2
votes

I am compiling a NASM 64-bit shared object in Linux using the NASM compiler and linking with ld. It compiles to an object file using the following string:

sudo nasm -felf64 Test_File.asm

I link with ld:

sudo ld -shared Test_File.o -o Test_File.so

and I get the following errors:

Relocation R_X86_64_32S against '.data' can not be used when making a shared object; recompile with -fPIC

ld: final link failed: Nonrepresentable section on output

Unfortunately, the NASM compiler does not have a -fPIC option.

After reading many resources on writing position-independent code for 64-bit shared libraries in Linux, I understand the issue very well, but I still don't have a clear idea of what instruction changes I need to make to be position-independent in 64-bit NASM. For example, do all instructions involving named variables need to be "rel" -- for example, movsd xmm0,[rel abc] instead of movsd xmm0,[abc]? I know that R_X86_64_32S indicates 32-bit addressing, but I don't have any 32-bit addressing in my code.

Also, there are significant differences between 32-bit and 64-bit on how position independent code is written, and some of the resources concentrate only on 32-bit code. Even Section 9.2 Writing NetBSD/FreeBSD/OpenBSD and Linux/ELF Shared Libraries in the NASM manual is not clear on how 64-bit code must be altered for position-independent code. That section focuses on 32-bit code (using the global offset table), which is not (based on other research) used for 64-bit code.

  1. The file is headed with [BITS 64] and [default rel], as required.

  2. The data section is declared as section .data align=16

  3. Every variable in the .data section is defined as dq, for example, number: dq 0.

  4. The top of the file contains the exports in this format: global ABC:function.

I suspect that only data movement instructions would be affected -- math instructions would not. For the external calls to realloc, I added the wrt ..plt special symbol, but I still get the same errors.

Here are my questions:

  1. Do all mov instructions need to be rewritten with the "rel" keyword, for example, mov rax,[rel abc] instead of mov rax,[abc]?

  2. Do lea instructions need to be changed (e.g., lea rdi,[rel abc])?

  3. Are there any other instruction types that need special handling?

I am not posting the entire (very long) nasm code listing here because I'm not looking for line-by-line analysis. I just want to know what instruction types (for example, mov, cmp, jmp, lea) need to be rewritten for 64-bit relative addressing, and how. Does it involve only accesses to variables defined in the data section (e.g., mov rcx,[abc] where abc is defined in the data section as abc: dq 0).
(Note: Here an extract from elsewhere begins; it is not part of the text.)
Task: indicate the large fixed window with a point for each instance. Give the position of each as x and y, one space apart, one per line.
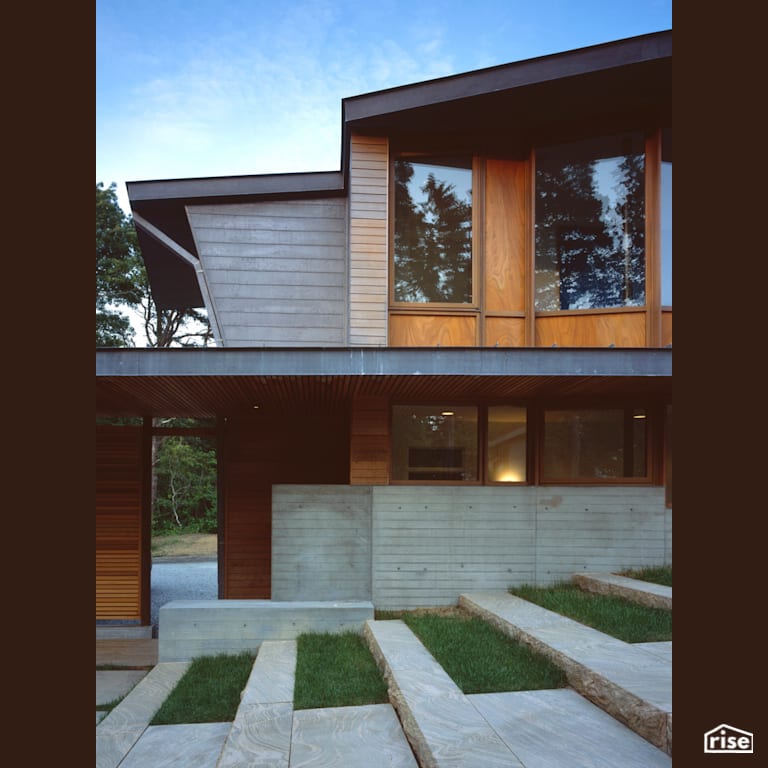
433 231
434 443
590 224
590 444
To summarize, my question is: what changes do I need to make for position-independent code for 64-bit NASM, since the NASM compiler does not have a fPIC option? I certainly don't mean line-by-line, but what types of instructions need to be added or rewritten.

Thanks very much.

1

1 Answers

2
votes

Unfortunately, the NASM compiler does not have a -fPIC option.
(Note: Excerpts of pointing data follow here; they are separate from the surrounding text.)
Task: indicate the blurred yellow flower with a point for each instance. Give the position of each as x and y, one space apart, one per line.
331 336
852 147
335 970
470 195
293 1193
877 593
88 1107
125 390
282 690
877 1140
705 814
Of course not; that's a code-gen option for a compiler. NASM is an assembler, not a compiler; the instructions it assembles are set by the source file, not command-line options. (The error message is assuming people are using ld on compiler output, not hand-written asm.)

Recompile = redo generating the asm instructions, not reassemble the same asm with different options. The compiler is your brain.


  1. Do all mov instructions need to be rewritten with the "rel" keyword

No, you can just use default rel at the top of your file like a normal person instead of modifying every addressing mode to explicitly use [rel foo].

  1. and 3. Are there any other instruction types that need special handling?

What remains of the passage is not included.